Arising from the then GATT the EU was obliged to import a small amount of beef from third countries. Ireland's share was 400 tonnes divided by licence among the main beef companies including several companies in the Goodman group. They did not import the beef but sold their quotas almost entirely to a firm called Emerald Meats. The rules were changed in 1989 arising from an unrelated court judgment in that the EU Commission took over allocation of the quotas from the Department. The Commission introduced a regulation binding on member states that would give the quotas to "the traditional importers". Therefore, in Ireland the law now dictated that these quotas should go to Emerald Meats. In blatant contravention of the law the other beef companies, predominantly the Goodman group, and the Department of Agriculture and Food officials conspired knowingly to misrepresent the historical position to Brussels. The Department furnished a fictional list of traditional importers to Brussels described subsequently by Mr. Justice Declan Costello as a travesty of the true position.
The Department then set about doing down Emerald Meats and asserting the claims of Larry Goodman and others in Brussels and this led to a complaint by the managing director of Emerald Meats to the Garda Síochána in February 1990 that there was "a conspiracy to defraud my company of its entitlements under EU and Irish law". To my knowledge no action was taken by the Garda and similar complaints to the Department were ignored. Emerald Meats was left with no alternative but to carry out its threat to sue the Minister.

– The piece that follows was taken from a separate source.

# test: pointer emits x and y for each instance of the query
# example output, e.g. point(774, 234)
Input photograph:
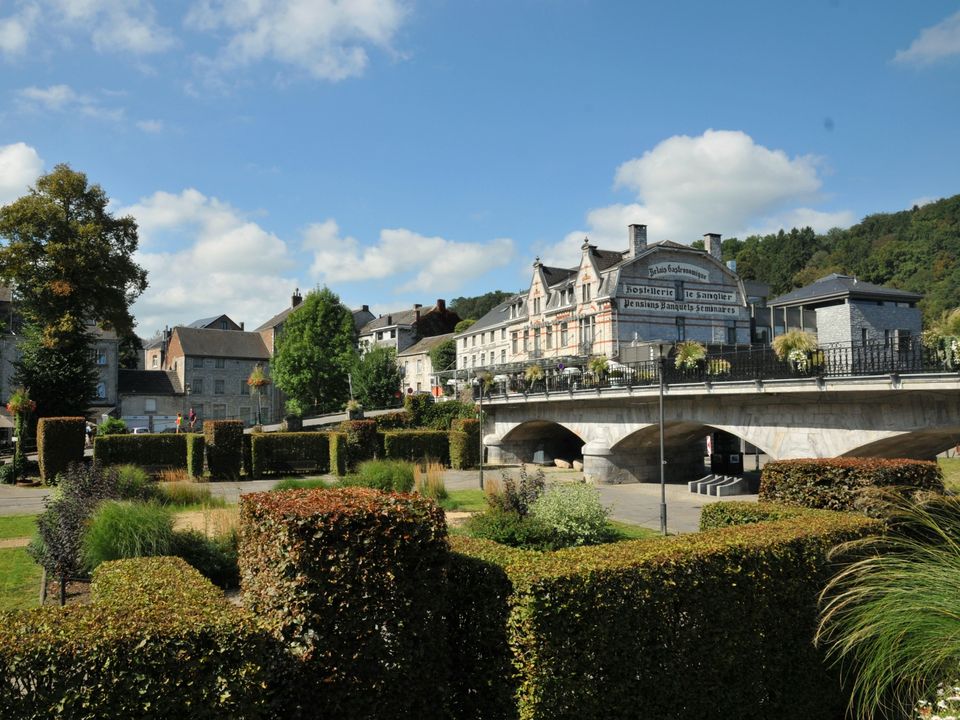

In the ensuing years Emerald Meats was comprehensively vindicated in the courts on all counts. Mr. Justice Egan's judgment made it clear that the Department of Agriculture and Food could not hope to win an appeal but the Department carried on regardless. The Supreme Court in March 1997 rejected every one of the Department's legal arguments and ruled that in addition to specific damages Emerald Meats was entitled to general damages which are not yet assessed.
The State is occasionally forced into litigation on constitutional or other grounds that are difficult to explain to the taxpayer. No such grounds existed in this case. This was a case of conspiracy between the Department, Goodman and others to steal from a rival company. It would be a serious matter in any circumstances but it is especially grave when the Department involved has already been indicted of an unacceptably cosy relationship with the dominant group of companies in the sector. This is the same Department whose negligence in supervising the depredations of the same group in another context led to fines of up to £70 million being imposed on the State.
At the height of the 1990 controversy the Minister told the House that he would seek to recover the money from the companies concerned. The Secretary of the Department told the Committee of Public Accounts that the necessary steps were being taken to get moneys from the companies involved. Eight years after that first commitment a spokesman for the Department told The Irish Times last week that no attempt has been made to recover the money from the companies involved. Why did the Department become wantonly entangled in a conspiracy to ruin a small company to the benefit of giant competitors who had not bothered to use their import licences?
The Secretary General of the Department is on record as saying, "Did we ever think they would?". Why did the Garda not act on complaints made to them? Why did the Department persist in wasteful and expensive litigation when it had fabricated documents and lied to Brussels? What was in it for the Department or the officials concerned? Were they acting at the behest of their political masters? Has there ever been an internal investigation of the scandalous handling of the licence applications, given the heavy cost to the taxpayer? Has anyone been made accountable for misrepresenting the true position?
The Committee of Public Accounts should be asked by this House to use the new compellability regime to investigate the detail of a scandal that reflects discredit on a major Department and the climate of favouritism instigated by Ministers at that time and since towards the Goodman group and no credit on the Garda who, if they had acted on complaints made to them, might have spared the taxpayer millions of pounds.